Dealing With Depression:

Dealing With Depression: 2015-11-23T21:17:46-05:00

In the wake of both Robin William’s and Philip Seymore Hoffman’s passing many of us in 2014 have been left in shock, and utterly speechless.

These two men, were undoubtedly creative genius’ but I believe what made them so creative and so genius was their ability to connect with the normal, ordinary, person struggling and battling through this thing we call life. We loved watching them because they made us feel as if we weren’t alone. They had the gift of allowing their audiences to connect with what they were saying, or “emoting” on screen, it was real, it was raw, it was authentic, and it was as if they were pulling from their own personal experiences.

Although I think much of our grief and pain come out of our empathy for these men because of our own experiences, our own struggles, and our personal battles with depression and addiction.

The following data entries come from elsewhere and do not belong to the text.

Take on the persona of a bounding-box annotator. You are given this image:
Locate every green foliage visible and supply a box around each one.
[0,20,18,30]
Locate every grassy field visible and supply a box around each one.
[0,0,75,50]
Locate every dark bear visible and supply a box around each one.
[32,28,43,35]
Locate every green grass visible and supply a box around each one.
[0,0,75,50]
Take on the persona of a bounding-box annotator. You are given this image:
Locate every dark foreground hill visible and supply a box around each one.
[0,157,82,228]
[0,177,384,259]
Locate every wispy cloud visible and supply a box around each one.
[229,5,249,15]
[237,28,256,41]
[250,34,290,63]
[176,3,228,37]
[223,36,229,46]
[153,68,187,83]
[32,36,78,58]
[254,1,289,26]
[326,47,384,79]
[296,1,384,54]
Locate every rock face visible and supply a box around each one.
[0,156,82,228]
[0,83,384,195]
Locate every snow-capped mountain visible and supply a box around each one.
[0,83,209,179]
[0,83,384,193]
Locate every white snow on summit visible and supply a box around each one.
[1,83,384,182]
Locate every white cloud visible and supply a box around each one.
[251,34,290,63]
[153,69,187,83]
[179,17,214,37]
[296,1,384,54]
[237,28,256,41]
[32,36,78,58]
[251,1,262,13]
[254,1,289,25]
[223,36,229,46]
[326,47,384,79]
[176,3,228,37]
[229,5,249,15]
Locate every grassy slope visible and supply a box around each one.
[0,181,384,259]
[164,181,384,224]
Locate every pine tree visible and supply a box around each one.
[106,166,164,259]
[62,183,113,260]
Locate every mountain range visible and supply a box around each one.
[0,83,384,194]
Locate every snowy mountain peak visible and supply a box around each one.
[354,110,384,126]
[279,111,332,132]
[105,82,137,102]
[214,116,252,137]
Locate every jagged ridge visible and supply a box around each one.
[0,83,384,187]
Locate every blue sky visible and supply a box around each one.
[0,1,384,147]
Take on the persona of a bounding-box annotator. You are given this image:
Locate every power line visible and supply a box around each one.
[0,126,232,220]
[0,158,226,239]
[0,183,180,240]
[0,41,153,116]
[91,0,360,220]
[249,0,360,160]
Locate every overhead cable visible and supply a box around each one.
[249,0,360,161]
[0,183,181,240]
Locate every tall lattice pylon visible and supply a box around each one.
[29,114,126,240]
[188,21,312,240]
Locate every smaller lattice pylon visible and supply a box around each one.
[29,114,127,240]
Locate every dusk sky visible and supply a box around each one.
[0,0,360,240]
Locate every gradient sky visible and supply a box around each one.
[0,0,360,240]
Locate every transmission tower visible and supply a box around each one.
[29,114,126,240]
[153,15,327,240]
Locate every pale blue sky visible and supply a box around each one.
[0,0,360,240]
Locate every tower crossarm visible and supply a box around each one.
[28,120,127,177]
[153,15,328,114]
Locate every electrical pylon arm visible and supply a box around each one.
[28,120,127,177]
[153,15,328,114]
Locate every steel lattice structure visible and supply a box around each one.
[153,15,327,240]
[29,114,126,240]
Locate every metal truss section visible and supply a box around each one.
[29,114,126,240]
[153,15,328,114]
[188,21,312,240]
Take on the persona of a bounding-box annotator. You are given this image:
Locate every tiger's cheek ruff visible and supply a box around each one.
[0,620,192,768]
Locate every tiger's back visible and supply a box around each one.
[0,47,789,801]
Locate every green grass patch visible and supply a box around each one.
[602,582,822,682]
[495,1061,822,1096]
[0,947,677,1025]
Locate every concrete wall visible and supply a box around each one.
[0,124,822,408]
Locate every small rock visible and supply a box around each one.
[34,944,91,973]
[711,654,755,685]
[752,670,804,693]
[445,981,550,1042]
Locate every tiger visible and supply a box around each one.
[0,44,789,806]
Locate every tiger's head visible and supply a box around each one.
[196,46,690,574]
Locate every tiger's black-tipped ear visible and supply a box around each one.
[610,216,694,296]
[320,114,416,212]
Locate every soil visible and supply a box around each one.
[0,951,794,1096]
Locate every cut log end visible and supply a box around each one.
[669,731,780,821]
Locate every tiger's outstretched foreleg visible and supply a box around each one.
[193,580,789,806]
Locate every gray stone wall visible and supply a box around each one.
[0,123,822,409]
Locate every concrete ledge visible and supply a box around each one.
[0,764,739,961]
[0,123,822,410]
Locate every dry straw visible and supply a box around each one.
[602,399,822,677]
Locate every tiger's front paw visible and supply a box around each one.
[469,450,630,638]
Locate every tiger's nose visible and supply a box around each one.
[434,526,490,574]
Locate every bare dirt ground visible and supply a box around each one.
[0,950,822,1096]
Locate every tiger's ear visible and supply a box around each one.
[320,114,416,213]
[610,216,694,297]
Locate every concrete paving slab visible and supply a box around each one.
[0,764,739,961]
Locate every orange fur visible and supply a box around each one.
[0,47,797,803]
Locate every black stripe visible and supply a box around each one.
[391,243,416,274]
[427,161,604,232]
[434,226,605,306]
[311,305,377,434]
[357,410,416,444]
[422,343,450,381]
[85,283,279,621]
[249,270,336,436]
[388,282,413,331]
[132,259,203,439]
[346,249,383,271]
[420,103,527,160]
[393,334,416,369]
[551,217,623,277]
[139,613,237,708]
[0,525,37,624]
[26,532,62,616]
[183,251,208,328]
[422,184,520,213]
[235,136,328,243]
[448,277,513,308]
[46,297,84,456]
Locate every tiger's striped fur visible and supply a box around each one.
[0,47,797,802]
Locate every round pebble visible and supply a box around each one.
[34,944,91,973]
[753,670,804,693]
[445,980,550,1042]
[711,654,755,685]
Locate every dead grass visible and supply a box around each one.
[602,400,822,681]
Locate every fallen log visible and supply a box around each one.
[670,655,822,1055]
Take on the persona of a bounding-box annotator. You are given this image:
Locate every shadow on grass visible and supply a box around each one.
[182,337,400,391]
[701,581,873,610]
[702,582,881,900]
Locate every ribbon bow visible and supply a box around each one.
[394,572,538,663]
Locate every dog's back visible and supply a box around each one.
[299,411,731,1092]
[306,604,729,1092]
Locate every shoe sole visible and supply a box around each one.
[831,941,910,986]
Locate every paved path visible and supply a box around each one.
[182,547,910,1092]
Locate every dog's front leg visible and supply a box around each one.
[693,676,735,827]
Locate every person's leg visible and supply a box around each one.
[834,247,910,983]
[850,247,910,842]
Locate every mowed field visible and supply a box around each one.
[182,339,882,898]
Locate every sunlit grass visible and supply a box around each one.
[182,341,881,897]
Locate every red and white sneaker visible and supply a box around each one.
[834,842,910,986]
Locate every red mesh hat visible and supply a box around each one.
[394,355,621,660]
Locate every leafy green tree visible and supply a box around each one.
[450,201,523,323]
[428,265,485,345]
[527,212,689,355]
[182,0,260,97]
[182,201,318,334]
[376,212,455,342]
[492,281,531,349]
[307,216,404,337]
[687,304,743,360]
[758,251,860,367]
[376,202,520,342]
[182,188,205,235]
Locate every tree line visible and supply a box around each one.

“And I felt like my heart had been so thoroughly and irreparably broken that there could be no real joy again, that at best there might eventually be a little contentment. Everyone wanted me to get help and rejoin life, pick up the pieces and move on, and I tried to, I wanted to, but I just had to lie in the mud with my arms wrapped around myself, eyes closed, grieving, until I didn’t have to anymore.” – Anne Lamott

It’s said that depression is the leading disability worldwide. It’s said that one million people commit suicide every year, that’s one person every forty-seconds. It’s said that a third of us in this world, living right now, reading this post, and in your families suffer with severe mental illness and/or addiction. We’ve come to know depression, mental illness, and/or addiction as:

The most painful road to death.

The common cold of the human mind.

The best kept secret in every other individual.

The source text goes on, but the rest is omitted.